Nick Hexum on The Origins of 311, Keys to Success and Two-Month Tour

Certain types of people just love the spotlight and Nick Hexum is admittedly one of those people. He enjoys the attention. It’s what he tells fans who come up to the frontman and co-founder of the genre-bending band, 311, when they ask for autographs or selfies. “I’m so sorry to bother you, do you mind?” they say, timidly. He replies, “If I didn’t like the attention, I would have picked a different career.” In other words, he digs the whole kit-and-caboodle of being a well-known musician. Hexum has been doing just that since 1995 when 311 broke through mainstream culture with its self-titled LP and hits like “Down” and “All Mixed Up.” Today, some 30 years after the band formed, they’re on tour spreading the good 311 word.

“It’s great to get back into amphitheaters,” says Hexum, three days into a 36-show two-month tour that concludes October 17.

During the pandemic, Hexum connected with fans digitally. Months into quarantine, he thought about a new way to both interact with and teach people about music.

“The last Monday of each month,” Hexum tells American Songwriter, “I recorded a cover song from scratch on camera, sharing my Pro Tools screen. So, it was like a recording class. I’d start with a guitar riff and add stuff until I mixed it, and I’d send it out to fans that day.”

While Hexum enjoys the immediacy of this regular interaction, to be back on the road now and feel the engagement with fans in a real live setting is admittedly better. Playing live, Hexum can get closer to what he loves most about music in the first place: its ability to weave together lives and experiences, interactions and memories, neighbors and strangers, alike.

“Music has an almost inexplicable capacity,” Hexum says, “to help people relate through evoking emotions. Because if you were just to write the word ‘sad’ on a piece of paper, okay you know what that means. But if you play a piece of music you wrote while you were sad, people can really feel that.”

For Hexum, this relationship and the constant potential for it through music is an essential experience. Human beings need to be social —if anything, 2020 taught the world that. And music is one of those things that glue people together in literal and figurative harmony.

“Such a crucial part of the human experience is to share,” Hexum says. “People need to relate, that’s why we seek relationships. We have to share our experiences and music is probably the most effective way to share experiences—that’s why people love it. Yes, there’s cinema and books. But for me, nothing is as good as music.”

Hexum is quick to note that his life as a professional musician is a “dream come true.” And that dream began with an 8-track player in his childhood home. His parents were big music fans, so the stuff was always on in the house and it comprises some of Hexum’s earliest memories. The 8-track, specifically, was an easy device for toddlers to negotiate; he could just slide the cartridges in.

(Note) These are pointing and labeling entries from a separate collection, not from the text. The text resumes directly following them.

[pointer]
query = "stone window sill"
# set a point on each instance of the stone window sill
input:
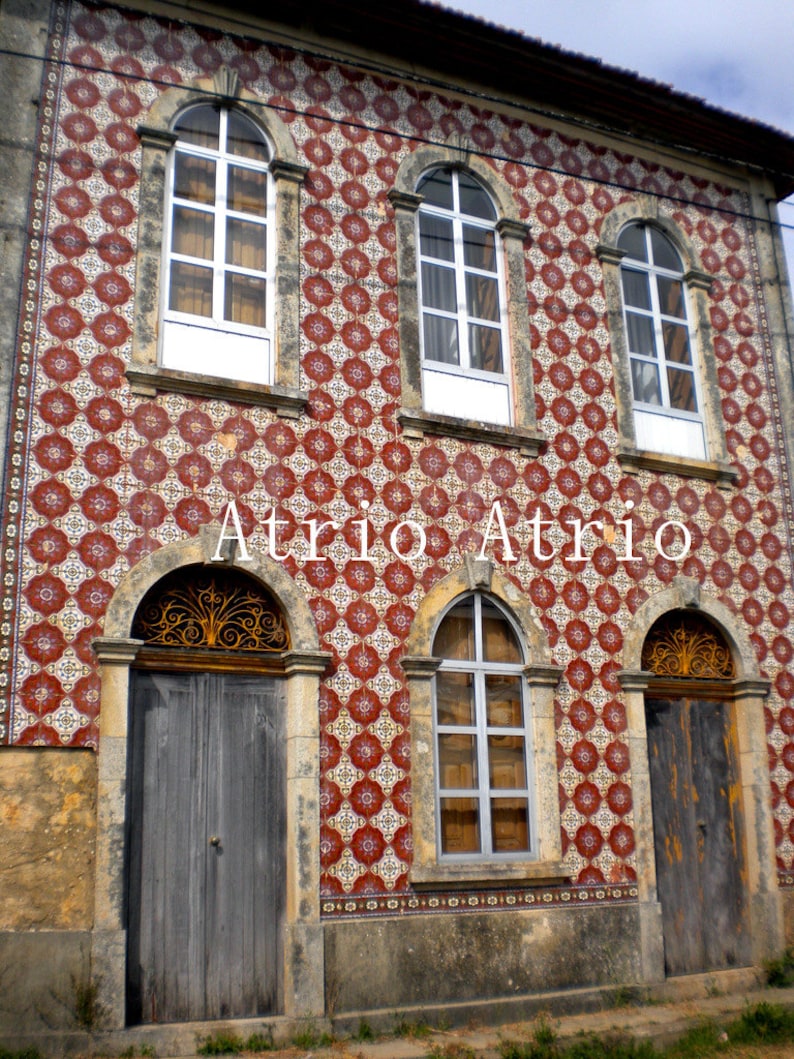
(417, 424)
(492, 872)
(719, 471)
(147, 379)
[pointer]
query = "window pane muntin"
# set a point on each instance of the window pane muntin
(682, 390)
(645, 382)
(195, 178)
(487, 355)
(438, 287)
(247, 244)
(436, 237)
(480, 248)
(503, 701)
(193, 233)
(675, 338)
(244, 301)
(510, 825)
(191, 289)
(506, 763)
(454, 699)
(459, 825)
(457, 761)
(200, 126)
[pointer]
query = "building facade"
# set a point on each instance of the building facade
(397, 519)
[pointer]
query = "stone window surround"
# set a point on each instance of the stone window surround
(542, 679)
(524, 435)
(750, 689)
(146, 376)
(718, 468)
(304, 961)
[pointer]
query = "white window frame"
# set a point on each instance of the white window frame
(662, 427)
(461, 390)
(213, 345)
(479, 668)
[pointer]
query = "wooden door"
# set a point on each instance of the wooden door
(204, 846)
(698, 833)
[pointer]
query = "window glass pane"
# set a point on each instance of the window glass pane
(499, 640)
(457, 761)
(682, 390)
(248, 190)
(455, 635)
(245, 300)
(474, 200)
(191, 289)
(671, 297)
(245, 139)
(459, 825)
(485, 348)
(509, 825)
(454, 696)
(636, 288)
(440, 339)
(246, 244)
(435, 234)
(438, 288)
(482, 297)
(632, 240)
(437, 189)
(200, 125)
(665, 254)
(645, 381)
(480, 249)
(193, 233)
(506, 761)
(503, 701)
(194, 178)
(641, 334)
(677, 343)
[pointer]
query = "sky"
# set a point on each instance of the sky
(735, 54)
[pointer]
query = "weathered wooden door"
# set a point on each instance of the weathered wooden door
(698, 832)
(204, 846)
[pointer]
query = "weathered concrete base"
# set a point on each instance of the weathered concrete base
(43, 975)
(787, 899)
(391, 964)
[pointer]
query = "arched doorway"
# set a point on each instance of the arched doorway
(696, 793)
(205, 875)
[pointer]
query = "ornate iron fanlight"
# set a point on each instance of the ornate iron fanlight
(211, 609)
(687, 645)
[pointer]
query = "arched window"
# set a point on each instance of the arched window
(482, 735)
(462, 299)
(219, 245)
(668, 413)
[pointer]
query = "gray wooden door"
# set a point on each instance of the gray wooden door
(204, 846)
(698, 835)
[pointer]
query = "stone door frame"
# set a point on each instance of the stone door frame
(750, 689)
(303, 973)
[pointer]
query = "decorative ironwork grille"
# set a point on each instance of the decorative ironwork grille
(687, 645)
(211, 609)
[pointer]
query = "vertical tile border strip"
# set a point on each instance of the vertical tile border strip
(21, 389)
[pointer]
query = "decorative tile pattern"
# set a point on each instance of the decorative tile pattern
(101, 478)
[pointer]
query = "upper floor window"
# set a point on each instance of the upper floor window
(482, 736)
(668, 415)
(218, 290)
(462, 299)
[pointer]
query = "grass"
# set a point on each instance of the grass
(764, 1024)
(231, 1044)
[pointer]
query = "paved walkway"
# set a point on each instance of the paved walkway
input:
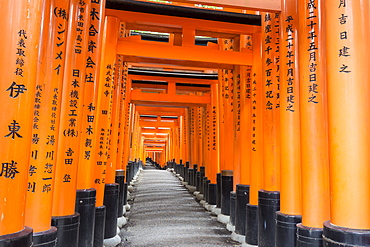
(163, 213)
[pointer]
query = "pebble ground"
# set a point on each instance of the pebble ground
(163, 213)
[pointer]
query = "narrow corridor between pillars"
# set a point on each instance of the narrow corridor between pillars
(163, 213)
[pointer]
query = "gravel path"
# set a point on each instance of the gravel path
(163, 213)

Hexum’s family listened to Carlos Santana, Janis Joplin, Chuck Berry, Jerry Lee Lewis, and Elvis. He was obsessed from the age of five and he got his first guitar at 12. But something important happened for Hexum a few years before that. In 1979 when he was nine years old, he and his family moved from Omaha to Washington D.C. for a year while he was in fourth grade.

“I was exposed to urban culture,” he says. “I would rap the entire 15-minute version of ‘Rapper’s Delight’ on the bus. I went from this total white-bread Omaha world to a super mixed world that blew my mind. I fell in love with all that funky music.”

Later, in the mid-‘90s, after forming 311, the band was in Los Angeles to pursue bigger things. The members appreciated the other hybrid bands of the time, many of which were in L.A., like Red Hot Chili Peppers, Jane’s Addiction, and Fishbone. After releasing two LPs—Music (1993) and Grassroots (1994)—311 blew up in 1995 with its self-titled album rich with rock, rap, and reggae that eventually went triple platinum.

“I’ve always loved all kinds of music,” Hexum says.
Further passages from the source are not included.